In duemila anni la popolazione della Terra è decuplicata e le materie prime che erano presenti sul pianeta non sono più sufficienti al suo sostentamento. L'uomo ha iniziato una veloce conquista dell'Universo: scoperti altri sistemi solari oltre a quello della Terra, ha colonizzato i pianeti simili ad essa e dagli altri ha ricavato materiali utili alla vita. Una vita molto diversa da quella di duemila anni fa –ma l'uomo continua a guardare avanti, dimenticando cosa c'è stato prima e cosa lo circonda adesso. L'uomo scopre, conquista, distrugge.

Le cose non sono cambiate poi così tanto.

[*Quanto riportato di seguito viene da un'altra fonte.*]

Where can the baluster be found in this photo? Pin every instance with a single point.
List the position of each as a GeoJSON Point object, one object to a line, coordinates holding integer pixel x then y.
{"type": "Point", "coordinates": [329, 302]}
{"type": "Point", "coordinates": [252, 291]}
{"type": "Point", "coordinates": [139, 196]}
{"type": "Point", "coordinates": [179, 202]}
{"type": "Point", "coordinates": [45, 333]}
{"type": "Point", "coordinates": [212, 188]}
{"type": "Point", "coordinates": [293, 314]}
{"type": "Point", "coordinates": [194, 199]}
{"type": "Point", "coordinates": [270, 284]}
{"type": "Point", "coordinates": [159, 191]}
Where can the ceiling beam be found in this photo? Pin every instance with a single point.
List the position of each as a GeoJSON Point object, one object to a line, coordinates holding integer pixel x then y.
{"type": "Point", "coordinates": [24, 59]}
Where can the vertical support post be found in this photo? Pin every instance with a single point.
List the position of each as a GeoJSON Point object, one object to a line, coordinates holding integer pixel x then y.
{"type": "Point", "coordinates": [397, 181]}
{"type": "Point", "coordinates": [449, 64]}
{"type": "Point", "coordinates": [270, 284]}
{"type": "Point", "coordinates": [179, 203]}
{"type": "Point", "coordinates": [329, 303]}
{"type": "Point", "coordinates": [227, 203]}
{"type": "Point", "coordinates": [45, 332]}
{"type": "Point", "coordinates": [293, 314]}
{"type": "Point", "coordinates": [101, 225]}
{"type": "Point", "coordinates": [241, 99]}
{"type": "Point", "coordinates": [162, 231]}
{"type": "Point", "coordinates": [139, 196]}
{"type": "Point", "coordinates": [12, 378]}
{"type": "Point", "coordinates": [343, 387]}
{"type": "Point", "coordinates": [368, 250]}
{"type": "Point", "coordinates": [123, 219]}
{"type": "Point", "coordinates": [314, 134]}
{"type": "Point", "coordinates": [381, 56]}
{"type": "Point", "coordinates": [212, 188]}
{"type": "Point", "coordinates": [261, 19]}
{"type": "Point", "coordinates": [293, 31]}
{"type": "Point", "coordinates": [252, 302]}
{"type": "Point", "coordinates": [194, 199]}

Charles appoggiò l'indice sullo schermo del suo bracciale digitale. La piattaforma bianca e lucida su cui si trovava emise un freddo beep e si illuminò. Si staccò da una lunga fila di lastre simili e Charles ne prese il controllo. La placca precedente e quella successiva si unirono e il flyingwalk riprese a correre attraverso il cielo, unendosi alle numerosissime braccia candide che avvolgevano la Colonia.

La piastra luminescente, le cui estremità curvavano verso il basso, oltrepassò i mille piani di una Torre abitata e raggiunse i ruderi di una strada. Charles frenò a un pelo dal suolo e scese a terra. Ebbe un brivido. Da quanto tempo non entrava in contatto con qualcosa di ruvido e irregolare?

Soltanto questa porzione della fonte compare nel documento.